Ecosyste.ms: Awesome

An open API service indexing awesome lists of open source software.

Awesome Lists | Featured Topics | Projects

https://github.com/worldbank/ml-classification-algorithms-poverty

A comparative assessment of machine learning classification algorithms applied to poverty prediction
https://github.com/worldbank/ml-classification-algorithms-poverty

classification comparative-assessment machine-learning poverty

Last synced: 2 months ago
JSON representation

A comparative assessment of machine learning classification algorithms applied to poverty prediction

Awesome Lists containing this project

README

        

world bank logo

A comparative assessment of machine learning classification algorithms applied to poverty prediction


A project of the World Bank Knowledge for Change (KCP) Program

We provide here a series of notebooks developed as an empirical comparative assessment of machine learning classification algorithms applied to poverty prediction. The objectives of this project are to explore how well machine learning algorithms perform when given the task to identify the poor in a given population, and to provide a resource of machine learning techniques for researchers, data scientists, and statisticians around the world.

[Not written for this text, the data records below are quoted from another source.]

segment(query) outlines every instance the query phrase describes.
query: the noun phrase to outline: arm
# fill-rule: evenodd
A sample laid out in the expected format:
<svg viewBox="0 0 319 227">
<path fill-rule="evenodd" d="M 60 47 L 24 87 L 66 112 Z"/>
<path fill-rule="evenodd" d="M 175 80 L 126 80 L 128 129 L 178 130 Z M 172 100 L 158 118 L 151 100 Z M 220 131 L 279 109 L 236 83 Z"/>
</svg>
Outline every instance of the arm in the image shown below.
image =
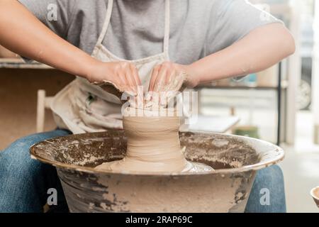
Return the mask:
<svg viewBox="0 0 319 227">
<path fill-rule="evenodd" d="M 281 24 L 252 31 L 238 42 L 191 65 L 196 84 L 247 75 L 269 68 L 295 51 L 294 40 Z"/>
<path fill-rule="evenodd" d="M 0 45 L 20 55 L 91 82 L 111 82 L 123 90 L 140 83 L 133 66 L 95 60 L 54 33 L 17 1 L 0 1 Z"/>
<path fill-rule="evenodd" d="M 228 48 L 189 65 L 164 63 L 154 70 L 150 91 L 160 91 L 165 81 L 185 80 L 188 87 L 262 71 L 295 51 L 293 38 L 281 24 L 256 28 Z M 185 77 L 180 77 L 184 72 Z M 172 79 L 171 79 L 172 78 Z M 160 84 L 160 85 L 158 85 Z M 179 84 L 180 84 L 180 83 Z M 179 89 L 175 87 L 175 89 Z"/>
</svg>

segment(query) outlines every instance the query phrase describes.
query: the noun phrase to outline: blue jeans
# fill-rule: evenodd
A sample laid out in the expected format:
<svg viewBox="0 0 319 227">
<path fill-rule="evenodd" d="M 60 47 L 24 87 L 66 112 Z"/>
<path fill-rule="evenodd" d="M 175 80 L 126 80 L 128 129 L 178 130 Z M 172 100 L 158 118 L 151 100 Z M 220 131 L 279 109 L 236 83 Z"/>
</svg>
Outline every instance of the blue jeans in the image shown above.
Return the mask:
<svg viewBox="0 0 319 227">
<path fill-rule="evenodd" d="M 69 133 L 56 130 L 29 135 L 0 152 L 0 212 L 43 212 L 50 188 L 57 191 L 57 206 L 52 206 L 50 211 L 68 211 L 55 168 L 32 160 L 29 148 L 38 142 Z M 262 198 L 265 188 L 270 200 Z M 258 171 L 245 211 L 286 211 L 284 178 L 278 166 Z"/>
</svg>

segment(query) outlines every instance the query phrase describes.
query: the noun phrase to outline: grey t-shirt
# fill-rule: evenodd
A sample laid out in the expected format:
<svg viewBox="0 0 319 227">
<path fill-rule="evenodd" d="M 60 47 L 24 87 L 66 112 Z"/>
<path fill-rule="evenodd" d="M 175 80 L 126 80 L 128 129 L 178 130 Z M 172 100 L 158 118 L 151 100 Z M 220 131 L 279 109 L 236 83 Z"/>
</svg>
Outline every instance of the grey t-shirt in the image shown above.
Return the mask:
<svg viewBox="0 0 319 227">
<path fill-rule="evenodd" d="M 19 1 L 60 37 L 92 52 L 108 0 Z M 55 6 L 57 20 L 50 21 Z M 172 0 L 170 6 L 169 57 L 180 64 L 220 50 L 257 27 L 281 23 L 245 0 Z M 103 44 L 121 58 L 148 57 L 163 51 L 164 30 L 164 0 L 115 0 Z"/>
</svg>

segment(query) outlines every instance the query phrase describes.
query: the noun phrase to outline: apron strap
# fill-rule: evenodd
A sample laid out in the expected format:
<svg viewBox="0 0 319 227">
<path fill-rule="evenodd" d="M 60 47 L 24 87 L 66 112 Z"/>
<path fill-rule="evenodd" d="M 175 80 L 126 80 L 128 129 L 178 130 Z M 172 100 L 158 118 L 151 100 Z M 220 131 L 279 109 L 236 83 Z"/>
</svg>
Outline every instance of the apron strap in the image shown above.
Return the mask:
<svg viewBox="0 0 319 227">
<path fill-rule="evenodd" d="M 170 23 L 170 2 L 165 0 L 165 30 L 164 31 L 164 53 L 169 59 L 169 23 Z"/>
<path fill-rule="evenodd" d="M 111 21 L 111 16 L 112 14 L 113 10 L 113 0 L 108 1 L 108 9 L 106 11 L 106 17 L 105 19 L 104 24 L 103 25 L 102 31 L 101 32 L 100 36 L 99 37 L 98 41 L 96 45 L 102 44 L 103 40 L 104 39 L 105 35 L 106 35 L 106 31 L 108 31 L 108 24 Z"/>
</svg>

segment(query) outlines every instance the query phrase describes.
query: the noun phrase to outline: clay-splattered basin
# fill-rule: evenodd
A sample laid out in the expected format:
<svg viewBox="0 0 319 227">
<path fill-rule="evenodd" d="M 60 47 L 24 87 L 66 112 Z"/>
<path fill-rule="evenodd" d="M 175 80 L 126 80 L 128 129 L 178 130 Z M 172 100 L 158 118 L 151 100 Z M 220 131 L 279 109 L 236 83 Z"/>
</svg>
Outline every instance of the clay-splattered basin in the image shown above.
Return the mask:
<svg viewBox="0 0 319 227">
<path fill-rule="evenodd" d="M 31 155 L 57 169 L 72 212 L 242 212 L 256 171 L 281 161 L 284 151 L 252 138 L 180 133 L 185 156 L 209 173 L 99 172 L 121 159 L 123 131 L 73 135 L 39 143 Z"/>
</svg>

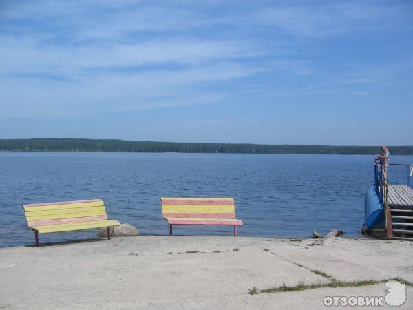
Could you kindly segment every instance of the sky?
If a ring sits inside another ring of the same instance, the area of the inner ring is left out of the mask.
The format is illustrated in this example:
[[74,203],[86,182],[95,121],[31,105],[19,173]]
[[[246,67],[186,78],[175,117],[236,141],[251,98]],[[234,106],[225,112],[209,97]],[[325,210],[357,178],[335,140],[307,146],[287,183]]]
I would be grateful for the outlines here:
[[413,145],[413,1],[0,0],[0,138]]

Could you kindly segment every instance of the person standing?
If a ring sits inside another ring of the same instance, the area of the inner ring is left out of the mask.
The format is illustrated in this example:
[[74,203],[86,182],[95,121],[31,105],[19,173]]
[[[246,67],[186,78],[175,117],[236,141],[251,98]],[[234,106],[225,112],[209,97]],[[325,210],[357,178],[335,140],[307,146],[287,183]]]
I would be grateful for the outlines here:
[[387,181],[388,180],[388,171],[389,168],[389,163],[390,161],[390,152],[388,149],[385,145],[381,145],[381,154],[376,155],[376,159],[380,161],[380,165],[381,165],[381,169],[384,174],[384,179]]

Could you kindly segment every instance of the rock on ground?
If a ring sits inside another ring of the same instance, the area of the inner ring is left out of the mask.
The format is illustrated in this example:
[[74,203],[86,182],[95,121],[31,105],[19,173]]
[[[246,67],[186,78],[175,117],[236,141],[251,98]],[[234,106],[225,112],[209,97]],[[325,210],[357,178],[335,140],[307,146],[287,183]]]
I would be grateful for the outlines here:
[[[119,226],[110,227],[111,237],[131,237],[134,236],[139,236],[139,231],[130,224],[120,224]],[[107,228],[100,229],[98,233],[98,237],[107,238]]]

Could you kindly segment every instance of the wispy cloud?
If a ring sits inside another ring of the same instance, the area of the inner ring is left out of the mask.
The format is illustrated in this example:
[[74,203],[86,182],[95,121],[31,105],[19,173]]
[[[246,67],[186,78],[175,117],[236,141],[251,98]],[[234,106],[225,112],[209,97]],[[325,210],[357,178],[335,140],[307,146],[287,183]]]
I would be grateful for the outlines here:
[[405,30],[412,6],[314,2],[3,1],[0,117],[218,104],[250,90],[370,94],[389,69],[356,70],[357,47],[335,38]]

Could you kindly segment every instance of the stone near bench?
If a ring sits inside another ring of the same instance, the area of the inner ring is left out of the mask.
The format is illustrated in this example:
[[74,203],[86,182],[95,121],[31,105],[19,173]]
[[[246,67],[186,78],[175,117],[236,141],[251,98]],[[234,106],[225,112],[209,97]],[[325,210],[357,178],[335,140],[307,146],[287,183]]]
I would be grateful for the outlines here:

We use a selection of categorical variables from household survey data from Indonesia and Malawi to predict the poverty status of households – a binary class with labels “Poor” and “Non-poor”. Various “out-of-the-box” classification algorithms (no regression algorithms) are used: logistic regression, linear discriminant analysis, k-nearest neighbors, decision trees, random forests, naïve Bayes, support vector machine, extreme gradient boosting, multilayer perceptron, and deep learning. More complex solutions including ensembling, deep factorization machines, and automated machine learning are also implemented. Models are compared across six metrics (accuracy, recall, precision, f1, cross entropy, ROC AUC, and Cohen-Kappa). An analysis of misclassified observations is conducted.

The project report is provided in the `report` folder (ML_Classification_Poverty_Comparative_Assessment_v01.pdf).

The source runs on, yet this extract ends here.